本明細書中で用いられる「コラーゲン」は、これらに限定されるものではないが、例えば、I型コラーゲン、II型コラーゲン、III型コラーゲン、IV型コラーゲン、V型コラーゲン、XI型コラーゲンなどの線維性コラーゲン;VI型コラーゲン、VII型コラーゲン、XVII型コラーゲンなどの非線維性コラーゲン;IX型コラーゲン、X型コラーゲン、XVIII型コラーゲンなどのその他のコラーゲンを含む。コラーゲンは、好ましくは、I型コラーゲン、II型コラーゲン、III型コラーゲン、IV型コラーゲン、V型コラーゲン、XI型コラーゲンなどの線維性コラーゲンを含むコラーゲンであり、より好ましくは、I型コラーゲン、II型コラーゲン、III型コラーゲン及び/又はIV型コラーゲンを含むコラーゲンである。また、コラーゲンは、三重らせん構造を有するトロポコラーゲン、プロコラーゲン及びアテロコラーゲン;アルカリ処理コラーゲン;サクシニル化アテロコラーゲンなども含む。更に、コラーゲンは、例えば、アシル化コラーゲン(例えば、サクシニル化コラーゲン、フタル化コラーゲン、マレイル化コラーゲン)やエステル化コラーゲンなどの、上述したコラーゲンの誘導体も包含する。コラーゲンの平均分子量は、特段限定されるものではないが、例えば、約10000~約1000000、好ましくは約30000~約750000、より好ましくは約100000~約500000であってもよい。なお、コラーゲンの平均分子量は、例えば、公知の方法(例えば、ゲル濾過HPLCなど)により測定してもよい。

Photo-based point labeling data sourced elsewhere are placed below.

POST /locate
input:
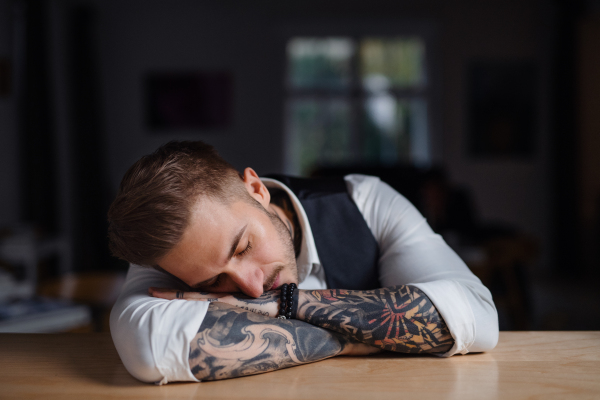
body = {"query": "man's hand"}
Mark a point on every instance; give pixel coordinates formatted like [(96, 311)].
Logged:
[(267, 304)]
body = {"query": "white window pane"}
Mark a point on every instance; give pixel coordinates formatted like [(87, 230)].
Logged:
[(318, 134), (395, 130), (319, 62), (393, 62)]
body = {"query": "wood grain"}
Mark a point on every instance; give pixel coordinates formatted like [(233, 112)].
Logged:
[(524, 365)]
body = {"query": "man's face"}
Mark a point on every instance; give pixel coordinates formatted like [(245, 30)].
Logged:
[(236, 247)]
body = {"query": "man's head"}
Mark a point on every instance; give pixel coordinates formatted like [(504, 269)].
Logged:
[(185, 209)]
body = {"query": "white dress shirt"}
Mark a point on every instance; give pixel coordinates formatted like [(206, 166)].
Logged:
[(153, 335)]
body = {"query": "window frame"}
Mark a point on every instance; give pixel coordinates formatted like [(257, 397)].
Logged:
[(356, 95)]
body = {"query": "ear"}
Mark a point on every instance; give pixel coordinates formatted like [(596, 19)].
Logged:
[(256, 188)]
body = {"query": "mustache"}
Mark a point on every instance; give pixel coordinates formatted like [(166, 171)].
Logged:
[(269, 282)]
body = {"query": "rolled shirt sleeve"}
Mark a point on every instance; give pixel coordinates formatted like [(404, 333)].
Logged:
[(153, 336), (412, 254)]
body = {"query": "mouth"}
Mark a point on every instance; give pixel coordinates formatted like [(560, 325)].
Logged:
[(275, 283)]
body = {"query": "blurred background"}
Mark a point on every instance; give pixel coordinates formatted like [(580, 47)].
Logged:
[(485, 114)]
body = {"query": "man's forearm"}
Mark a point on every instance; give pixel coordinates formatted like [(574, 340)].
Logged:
[(233, 342), (399, 318)]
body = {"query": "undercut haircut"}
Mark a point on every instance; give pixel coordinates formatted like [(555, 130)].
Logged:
[(158, 193)]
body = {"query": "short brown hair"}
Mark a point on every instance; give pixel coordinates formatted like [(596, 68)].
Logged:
[(153, 206)]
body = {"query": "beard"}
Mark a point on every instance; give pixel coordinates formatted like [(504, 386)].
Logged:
[(286, 241)]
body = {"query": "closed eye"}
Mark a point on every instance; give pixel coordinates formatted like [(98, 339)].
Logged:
[(245, 251)]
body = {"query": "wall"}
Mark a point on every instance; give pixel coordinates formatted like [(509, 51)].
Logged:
[(136, 37), (9, 166)]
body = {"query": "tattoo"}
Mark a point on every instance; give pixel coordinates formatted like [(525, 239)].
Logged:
[(400, 318), (266, 297), (232, 342)]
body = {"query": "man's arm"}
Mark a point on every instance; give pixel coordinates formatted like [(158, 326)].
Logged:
[(233, 342), (398, 318)]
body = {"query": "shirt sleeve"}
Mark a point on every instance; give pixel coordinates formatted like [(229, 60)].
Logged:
[(412, 254), (153, 336)]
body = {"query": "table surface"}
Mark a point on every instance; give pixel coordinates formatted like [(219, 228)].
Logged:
[(524, 365)]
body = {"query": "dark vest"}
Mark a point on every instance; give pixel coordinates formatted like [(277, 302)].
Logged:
[(347, 249)]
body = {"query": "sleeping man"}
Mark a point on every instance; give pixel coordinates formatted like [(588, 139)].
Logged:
[(214, 254)]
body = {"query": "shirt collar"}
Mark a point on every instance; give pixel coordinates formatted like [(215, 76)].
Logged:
[(308, 251)]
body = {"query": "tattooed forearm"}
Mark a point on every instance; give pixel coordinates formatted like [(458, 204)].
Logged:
[(399, 318), (233, 342)]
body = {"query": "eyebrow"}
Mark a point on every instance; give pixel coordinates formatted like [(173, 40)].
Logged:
[(234, 245)]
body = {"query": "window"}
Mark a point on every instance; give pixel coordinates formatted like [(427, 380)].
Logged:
[(355, 101)]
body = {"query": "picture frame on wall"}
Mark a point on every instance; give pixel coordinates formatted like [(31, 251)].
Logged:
[(503, 107), (188, 100)]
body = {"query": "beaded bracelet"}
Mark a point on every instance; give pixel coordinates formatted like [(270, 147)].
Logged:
[(287, 306)]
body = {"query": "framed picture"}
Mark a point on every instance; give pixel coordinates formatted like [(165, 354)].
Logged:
[(503, 109), (188, 100)]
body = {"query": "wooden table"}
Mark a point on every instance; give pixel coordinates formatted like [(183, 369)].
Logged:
[(524, 365)]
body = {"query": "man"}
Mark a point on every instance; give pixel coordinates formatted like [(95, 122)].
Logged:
[(210, 250)]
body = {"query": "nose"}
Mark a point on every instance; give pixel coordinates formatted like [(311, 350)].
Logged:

本明細書中に記載のコラーゲンは、これらに限定されるものではないが、例えば、コラーゲン含有動物組織由来のものであってもよいし、合成由来のものであってもよいし、遺伝子工学的な手法により得たものであってもよいが、好ましくは、コラーゲン含有動物組織由来のものである。
本明細書中で用いられる「コラーゲン含有動物組織」とは、コラーゲンを含有する動物組織であれば特段限定されるものではなく、動物の個体全体であってもよいし、動物から得られる1種以上の組織(これらに限定されるものではないが、例えば、皮、ウロコ、骨、軟骨、靭帯、腱などが挙げられる)であってもよいし、これらを混合したものであってもよい。動物としては、これらに限定されるものではないが、ティラピア、タイ、イトヨリダイ、センネンダイ、ヒラメ、イワシ、カツオ、カレイ、アジ、サンマ、メバル、ブリ、ハモ、ニシン、サケ、マグロ、バサ、サバヒー、コイ、タラ、ナイルパーチ、ソウギョ、サメなどの魚類;ニワトリ、ガチョウ、カモ、七面鳥などの鳥類;ウシ、ブタ、ウマ、ヒツジ、ウサギ、イヌ、ネコ、マウス、ラット、モルモット、サル、クジラなどの哺乳類(但し、ヒトを除く);などが挙げられる。コラーゲン含有動物組織は、必要に応じて、クロロホルム、メタノール、エタノール等の溶媒を用いた脱脂及び/又は洗浄;高速ホモジナイザーや凍結乾燥などによる粉砕処理;好適な緩衝液などを用いた非コラーゲンタンパク質の除去;塩酸、エチレンジアミン四酢酸水溶液などを用いた脱灰処理;乾燥;などの1種以上の前処理を行ったものであってもよい。また、コラーゲン含有動物組織は、必要に応じて、溶媒(例えば、水)により膨潤させたものであってもよい。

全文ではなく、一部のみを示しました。